Ingredients
Fields of Gold Mixed Millet Flour: 425gms
Cinnamon Powder: 8gms
Salt: 5gms
Orange peel: 1 tbs candied.
Fields of Gold Organic Jaggery Powder: 70 gms
Milk: 200 ml (100 to activate yeast and rest for kneading)/ Replace with yogurt (100gms) if you are lactose intolerant
Fresh Yeast: 25gms, 12 gms (if dry)
Extra virgin olive Oil: About 60gms
Eggs: 2nos.
Raisins: About 70gms
Oil: for basting
Preparation
Start by adding a teaspoon full of jaggery to ml 50ml of the milk (water in case of yogurt substitution), heat it till lukewarm, add yeast and keep aside.
Meanwhile sift together flour, salt, cinnamon powder and make a bay in centre.
Take the remaining jaggery, melt it slowly and add zested orange peel and lemon rind to it. Cook for a min, strain the zested peels and save the syrup for kneading.
Combine together all the wet ingredients except the milk: yeast mixture, left over jaggery syrup and eggs in a bowl. Whisk gently.

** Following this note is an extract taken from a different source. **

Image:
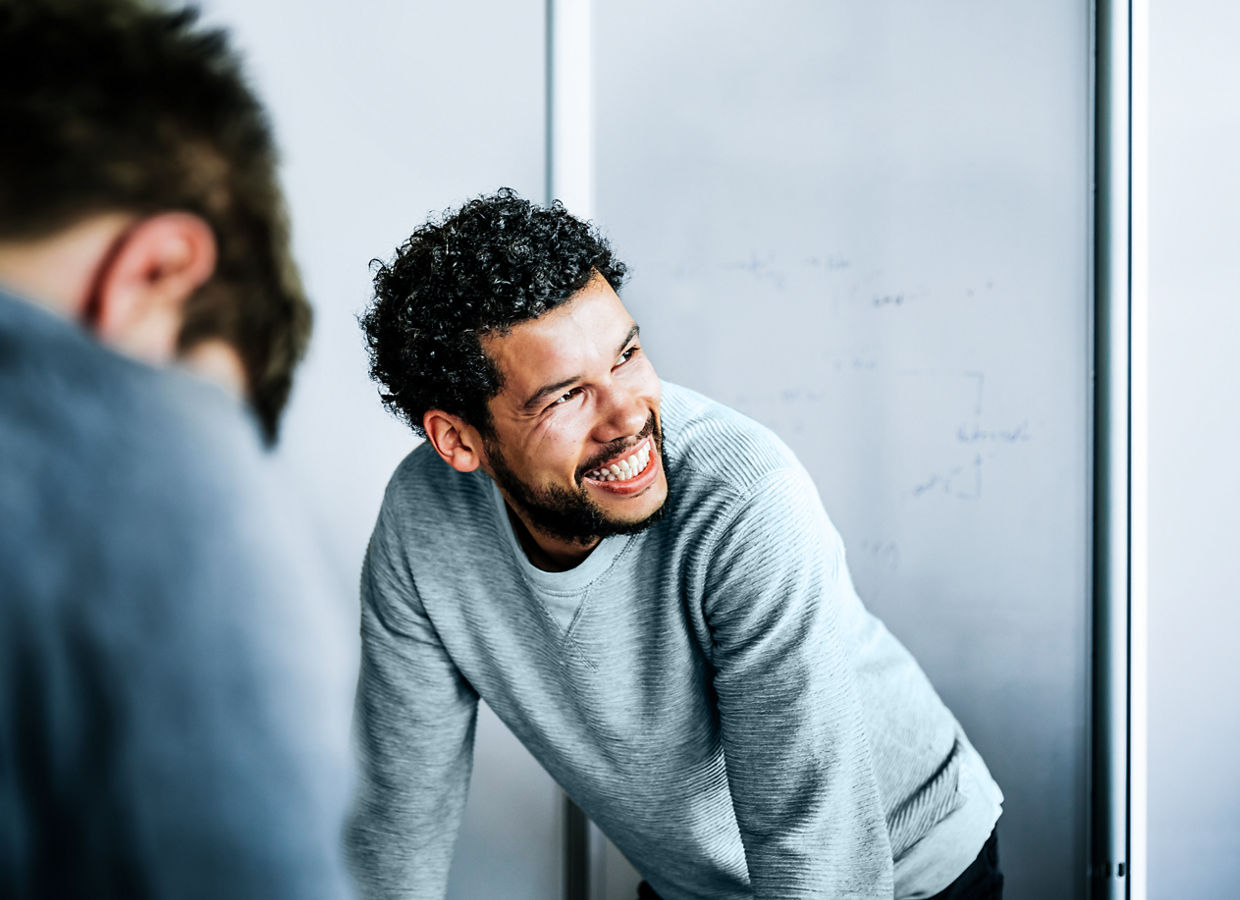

Add into the flour and knead. As the oil & and eggs are incorporated, add milk as required, kneading to make a soft, moist dough. Add the raisins and candid peels towards the end of the kneading.
Cover and prove till the dough has doubled (about 2 hours).
Punch down the dough and divide into 10 equal sized balls.
Shape the buns and place on parchment lined baking tray & decorate with flour crosses.
Prove till the buns have doubled in size.